Zeller is the safe choice -- solid with very good fundamentals, more NBA-ready than Noel and Muhammad, mobility, the No. 1 player on the current No. 1 team, and by most all NBA accounts heading toward a nice career. But that's part of the problem. The younger brother of Cavaliers rookie Tyler Zeller, the 17th selection in 2012, may never have the superstar return on the investment a lot of teams want from a first pick. The ceiling is the question. Cody also may not be a center in the pros, depending on the team that takes him.
Noel is limited with the ball, with the chance to become a scorer around the basket off offensive rebounds and bursts of athleticism that can create the separation for quick hooks or (very) short jumpers. Defensively, though, as a quick leaper at 6-11, with definite potential as a shot blocker and rebounder, NBA teams see the wow factor. If Noel develops at all on offense, the case for No. 1 moves forward.

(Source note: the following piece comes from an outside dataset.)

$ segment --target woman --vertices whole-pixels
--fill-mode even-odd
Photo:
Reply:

Muhammad is a scorer. He just isn't much of a shooter, which is a problem for someone who, barring a growth spurt, will be a shooting guard in the NBA. The deficiency in that area packaged with aggressive play, court sense and indications of a great attitude has been compared to Michael Kidd-Gilchrist, the Kentucky small forward who went No. 2 to the Bobcats in June. The NCAA discipline only cost Muhammad three games and is such a non-factor for the pros that he could have missed the entire season and still gone top three.

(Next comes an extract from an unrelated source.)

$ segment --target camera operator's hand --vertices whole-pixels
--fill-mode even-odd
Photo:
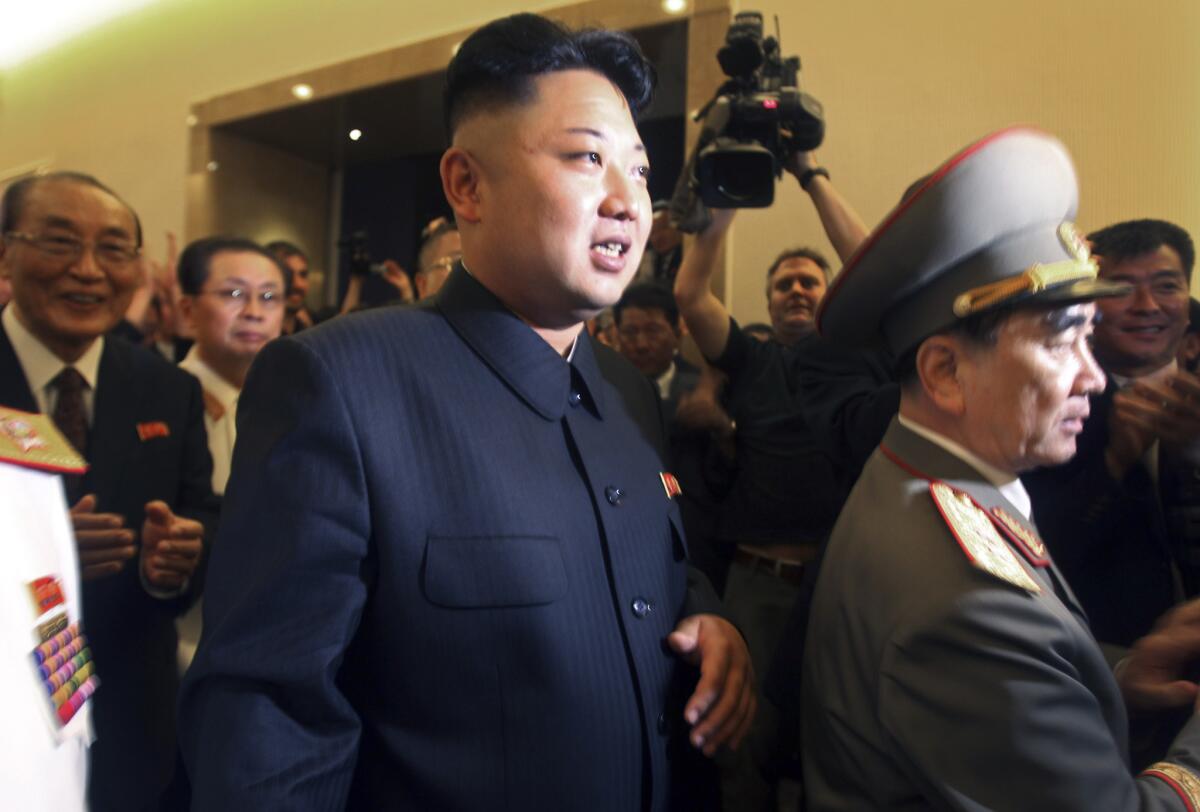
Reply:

The fall-off starts there. But because the first few picks are fluid, the opportunity exists for a party crasher, from anywhere. One executive rated Rudy Gobert, a 7-1 Frenchmen, as a possibility. A scout put Alex Len in the mix for the top five after the Maryland center had 23 points, 12 points and four blocks against a Kentucky frontline with great preseason buildup, and top five in November is positioning to climb to the top as the season continues. North Carolina forward James McAdoo is in the same grouping after staying in school despite being a likely 2012 lottery pick.
This is the starting point, with Zeller, Muhammad and Noel in the lead pack and anything still possible. The intrigue that remains after the NCAA portion went away.